Valor Econômico, v. 20, n. 4879, 13/11/2019. Brasil, p. A6

PL de Serra pode ter efeito contrário e ampliar regime de partilha, diz ANP

Rodrigo Polito
Francisco Góes


O projeto de lei nº 3.178/2019, de autoria do senador José Serra (PSDB-SP), que propõe, entre outras coisas, a possibilidade de licitação de áreas sob o regime de concessão dentro do polígono do pré-sal pode surtir o efeito contrário ao defendido pelo mercado. Em vez de extinguir o regime de partilha, como querem especialistas, petroleiras e o próprio governo, o projeto pode acabar com o regime de concessão. O alerta foi feito ontem pelo diretor-geral da Agência Nacional do Petróleo, Gás Natural e Biocombustíveis (ANP), Décio Oddone.

Hoje as áreas no polígono do pré-sal têm que ser licitadas pelo regime de partilha. O projeto de Serra possibilita que o Conselho Nacional de Política Energética (CNPE) decida qual é o melhor regime para cada área no polígono. O receio de Oddone é que o CNPE faça avaliação semelhante também para áreas fora do pré-sal. Assim, como a partilha gera ganho fiscal maior, a tendência é que o conselho opte preferencialmente pelo regime de partilha.

“Eu tenho uma preocupação enorme com isso. A gente começar com ótima intenção de acabar com a partilha e terminar acabando com a concessão. Porque, no imaginário coletivo, a partilha traz melhor resultado para a União. [...].  Na hora que o CNPE for discutir se vai colocar uma área sob concessão ou sob partilha, por que ele não colocará em partilha já que a carga [fiscal] para a União é melhor? Vamos correr o risco de ter uma discussão enorme e acabar licitando um número enorme de áreas em partilha”, disse Oddone no seminário “E agora, Brasil?”, promovido pelos jornais Valor e “O Globo”, com apoio sede da Confederação Nacional do Comércio (CNC), no Rio.

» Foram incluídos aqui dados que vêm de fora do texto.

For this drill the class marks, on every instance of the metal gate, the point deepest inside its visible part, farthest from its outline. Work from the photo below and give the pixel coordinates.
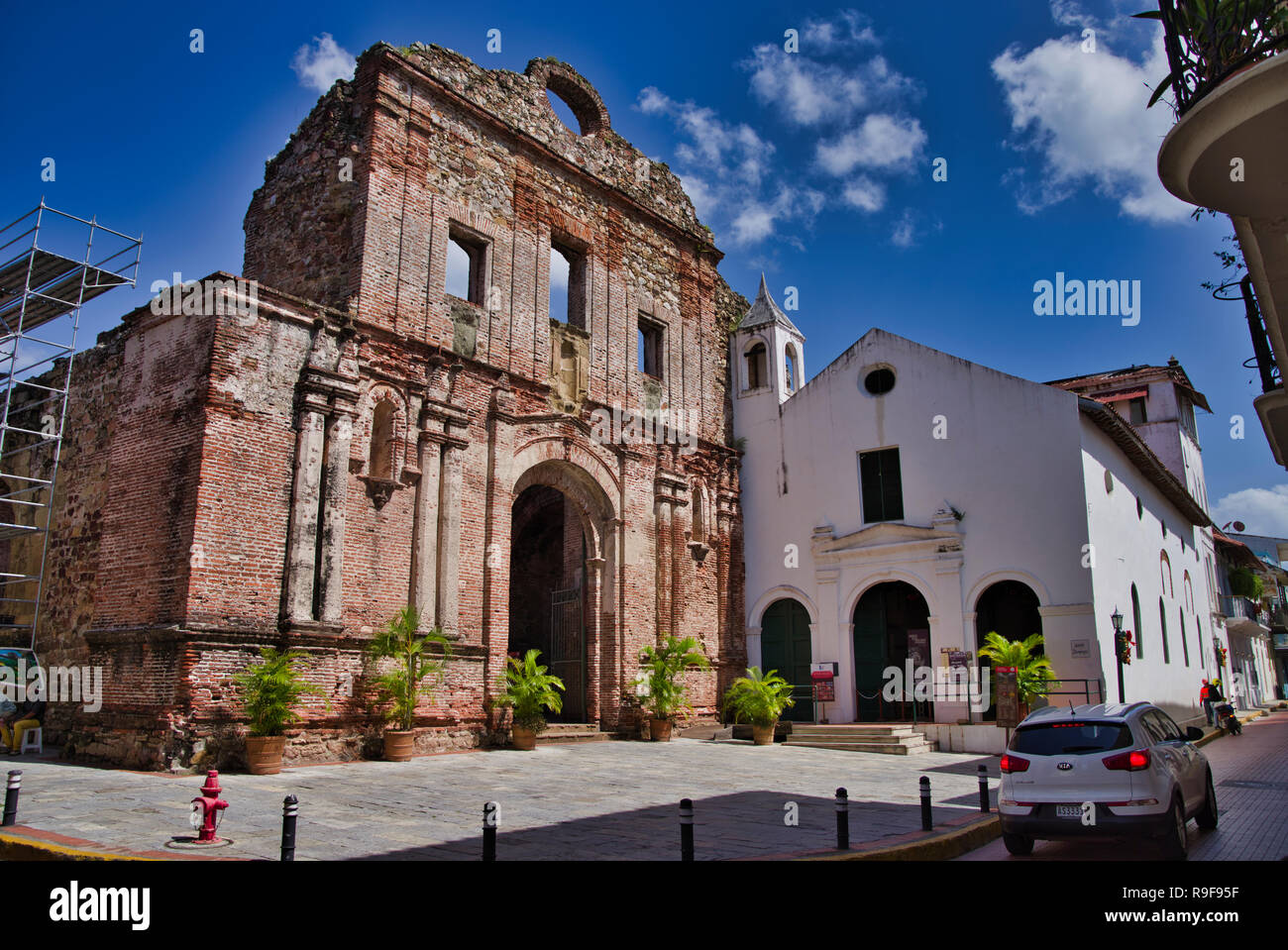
(567, 650)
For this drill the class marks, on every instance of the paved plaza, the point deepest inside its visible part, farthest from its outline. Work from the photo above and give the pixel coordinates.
(613, 799)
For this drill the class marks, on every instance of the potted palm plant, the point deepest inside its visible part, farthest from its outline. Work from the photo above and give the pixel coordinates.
(269, 691)
(662, 675)
(760, 699)
(529, 690)
(404, 685)
(1033, 672)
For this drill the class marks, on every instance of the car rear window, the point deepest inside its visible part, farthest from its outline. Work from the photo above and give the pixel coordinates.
(1070, 738)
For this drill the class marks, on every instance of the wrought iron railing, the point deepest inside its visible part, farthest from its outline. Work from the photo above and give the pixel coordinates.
(1209, 40)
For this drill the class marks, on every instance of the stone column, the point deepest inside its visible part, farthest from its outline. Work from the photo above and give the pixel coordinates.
(593, 628)
(450, 538)
(662, 538)
(424, 559)
(335, 492)
(301, 541)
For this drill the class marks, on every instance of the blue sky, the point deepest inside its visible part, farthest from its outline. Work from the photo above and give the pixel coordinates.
(814, 166)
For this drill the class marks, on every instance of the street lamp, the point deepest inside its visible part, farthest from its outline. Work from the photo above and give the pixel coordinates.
(1119, 649)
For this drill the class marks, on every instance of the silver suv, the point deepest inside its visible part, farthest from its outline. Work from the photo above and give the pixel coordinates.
(1107, 770)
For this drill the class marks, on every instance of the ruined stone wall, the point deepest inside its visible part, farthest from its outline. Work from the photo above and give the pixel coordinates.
(300, 224)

Oddone disse ainda que o projeto de lei pode resultar em aumento de burocracia uma que o CNPE terá que avaliar bloco por bloco, em todo o país, se é melhor licitá-lo sob partilha ou sob concessão. Em seguida, cada análise de cada bloco deverá passar pelo Tribunal de Contas da União (TCU).

A complexidade regulatória do regime de partilha foi uma das razões apontadas por petrolíferas privadas para se ausentarem dos dois leilões realizados semana passada. Ontem, a nova presidente do Instituto Brasileiro do Petróleo, Gás Natural e Biocombustíveis (IBP), Clarissa Lins, defendeu a adoção de um regime único de concessão no Brasil. “As IOCs [sigla em inglês para companhias petroleiras privadas internacionais] não fizeram lances, demonstrando, portanto, que talvez seja melhor voltarmos para algo mais simples, que é o modelo de concessão.”

Uma saída proposta por Oddone seria definir o regime único de concessão e, para as áreas com potencial mais elevado de petróleo e gás, aplicar uma participação especial adicional, a ser repartida entre União, Estados e municípios. Segundo ele, essa modificação poderia ser feita no próprio PL de Serra. No megaleilão do excedente da cessão onerosa, na semana passada, apenas duas das quatro áreas ofertadas foram arrematadas. Em uma delas, o campo de Búzios, a Petrobras venceu com 90% de participação em um consórcio com as chinesas CNOOC e CNODC (5% para cada uma delas). A estatal brasileira arrematou sozinha outra área, Itapu. Na 6ª rodada da partilha, apenas uma área, Aram, foi contratada, pela Petrobras (80%), com a CNODC (20%).